By way of celebrating St. Patrick’s Day, I reviewed Kevin Myers’ memoir of the Northern Ireland troubles, Watching the Door, for Taki’s Magazine. (Review not yet posted.)
I noticed the following curiosity on p.159, though I didn’t include it in my review.
Within the Protestant folklore [i.e. of working-class Northern Ireland] Catholics were immigrants from backward, southern Ireland … into Protestant Ulster. Catholics didn’t keep their word, and were lazy and ignorant; and indeed there were elements of truth in the broadstroke mythologies.
For there was a dysfunctional quality to Catholic education. Catholic schools did not teach engineering, metalwork, or mechanical drawing — and this in an economy which had been traditionally based on engineering. So, if a business was looking for a fifteen-year-old apprentice, which would it choose — the little Catholic lad with his Latin, or the Protestant boy with an entire array of technical skills?

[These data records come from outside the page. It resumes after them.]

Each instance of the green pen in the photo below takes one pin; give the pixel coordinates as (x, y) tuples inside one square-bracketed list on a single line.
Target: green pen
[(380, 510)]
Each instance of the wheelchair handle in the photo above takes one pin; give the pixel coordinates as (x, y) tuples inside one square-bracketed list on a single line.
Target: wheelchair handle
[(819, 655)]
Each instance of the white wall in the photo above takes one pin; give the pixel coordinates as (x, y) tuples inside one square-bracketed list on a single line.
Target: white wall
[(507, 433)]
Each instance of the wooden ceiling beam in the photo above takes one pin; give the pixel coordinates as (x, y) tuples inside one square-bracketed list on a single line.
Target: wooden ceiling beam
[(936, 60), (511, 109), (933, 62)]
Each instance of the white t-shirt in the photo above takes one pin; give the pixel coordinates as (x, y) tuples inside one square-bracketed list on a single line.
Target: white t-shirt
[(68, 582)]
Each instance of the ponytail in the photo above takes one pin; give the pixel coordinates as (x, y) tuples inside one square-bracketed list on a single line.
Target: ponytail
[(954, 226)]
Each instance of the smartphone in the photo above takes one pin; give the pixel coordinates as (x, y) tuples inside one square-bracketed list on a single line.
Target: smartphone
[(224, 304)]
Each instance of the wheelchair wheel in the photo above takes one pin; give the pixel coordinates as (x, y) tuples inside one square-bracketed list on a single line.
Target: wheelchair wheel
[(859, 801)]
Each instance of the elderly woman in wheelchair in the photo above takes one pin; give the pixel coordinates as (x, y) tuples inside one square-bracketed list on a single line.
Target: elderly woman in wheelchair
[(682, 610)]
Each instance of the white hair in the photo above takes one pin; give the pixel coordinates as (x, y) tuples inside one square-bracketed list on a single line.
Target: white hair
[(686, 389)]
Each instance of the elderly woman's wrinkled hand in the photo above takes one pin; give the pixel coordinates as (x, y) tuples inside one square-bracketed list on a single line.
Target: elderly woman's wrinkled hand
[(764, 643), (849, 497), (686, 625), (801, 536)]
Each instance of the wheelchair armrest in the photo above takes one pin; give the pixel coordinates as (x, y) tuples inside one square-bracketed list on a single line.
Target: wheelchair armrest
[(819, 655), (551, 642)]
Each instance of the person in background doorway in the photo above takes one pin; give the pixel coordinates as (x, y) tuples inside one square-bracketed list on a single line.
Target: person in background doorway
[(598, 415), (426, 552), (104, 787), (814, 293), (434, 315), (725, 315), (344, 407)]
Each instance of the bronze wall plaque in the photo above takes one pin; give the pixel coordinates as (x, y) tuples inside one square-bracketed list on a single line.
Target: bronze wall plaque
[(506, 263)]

To be sure, there was little enough evidence that engineering firms were thirsting to give jobs to Catholics: but the Catholic educational system actually made discrimination against Catholics wiser to implement. For Catholic schools had their eyes on the professions: low achievement for the unscholarly was a pathological norm within Catholic working-class society. One can loathe [Provisional IRA terrorist commanders] Martin McGuiness and Gerry Adams and their deeds, yet at the same time recognize that they are men of extraordinary intelligence and talent. Both left school without a single qualification, McGuinness to become an apprentice butcher, Adams to become a barman.
This prompted a number of thoughts. There is, for example, the broad educational issue probed in Charles Murray’s recent book Real Education, about the overly academic emphasis of current U.S. public education, with its implicit assumption that every student is headed for law school — what Steve Sailer calls the “Yale or jail” approach. My son’s school has no shop classes. This seems to be the same educational problem Myers is talking about.
Then I got to wondering if this a true thing about Catholic education in general. I have no clue, but perhaps readers with an experience of parochial education in the U.S. might offer opinions. It does seem to be broadly true, in my experience anyway, that there’s a sort of nit-picking argumentativeness that you find much more in well-educated Catholics than in others. Do Catholic educators spend so much time hammering grand metaphysical schemas into their students’ heads — the blessed Aristotle, the sainted Aquinas, and the rest — and training them in arguments they can use to confound heretics and unbelievers, they have no time for anything practical? It fits with the general high quality of Catholic intellectuals (assuming you like intellectuals …), but I’m really just curious to hear opinions.
Kevin Myers is himself Irish-Catholic, by the way, though he was raised in England.